How was your week?  Leave a comment and let me know what is keeping you busy these days!

Saturday, May 23, 2015

Frugal Accomplishments & Blessings - Two Weeks' Worth

Pikes Peak (upper left) with lots of snow....mid-May.
Well, hello!  Things got busy - last week, I didn't get a post completed!  This week, you get two weeks in one!


Most of the garden is planted, and we will mulch as the plants sprout, to conserve water.  We have planted quite a few herbs and a few flowers around the perimeter of the garden.  We have three areas that are protected from the deer.  One is planted with all the different vines - pumpkins, acorn squash, butternut squash and gourds.  Half the chicken run is netted to keep the hens at bay, and we planted scarlet beans, edamame, baby limas, green beans, patty pan squash, zucchini, kale, carrots, beets, spinach and a zinnia.  There are also sugar snap peas in there that we planted previously.  In the new garden, we've planted baby bok choi, carrots, cucumbers, green beans, wax beans, sunflowers, arugula, sweet peas, assorted lettuces and beets, along with the tomatoes, chard, spinach, kale, lettuces and radishes that we planted previously.  Things are tucked in most everywhere, but I still have about 10 sq. feet I can plant.

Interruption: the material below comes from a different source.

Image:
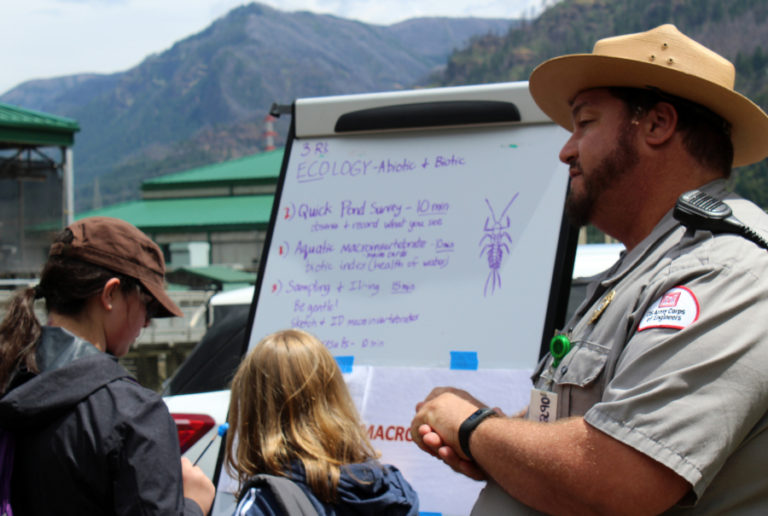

Husband planted the rest of the tree branches that we had cut and rooted, so we have some poplar saplings that will fill in some empty spaces.  Some are a fast-growing poplar, others are a silver or white variety.

I moved some perennial flower plants, mostly blanket flower and plains coreopsis that had seeded outside the flower beds.  I discovered a planter that had sprouted numerous chamomile plants, so I moved it near some other planters I had recently set plants into.  I have also noticed that there are a few Jerusalem Artichokes growing under my clothes line, so I need to find a place to relocate them.  Happily, some mint that I transplanted near our house has taken well - I will move more this year.

On a sad note, we had some late, cold weather, and it got down into the mid-20's a couple of nights.  We lost a lot of the fruit on our fruit trees because of this, but it appears that some fruit is going to set on the south side of some of the trees....maybe.  We are hopeful.

Daughter spotted a Western Tanager in our yard.  We took a few photos....this is a good one.

I brought lilac blossoms inside to enjoy.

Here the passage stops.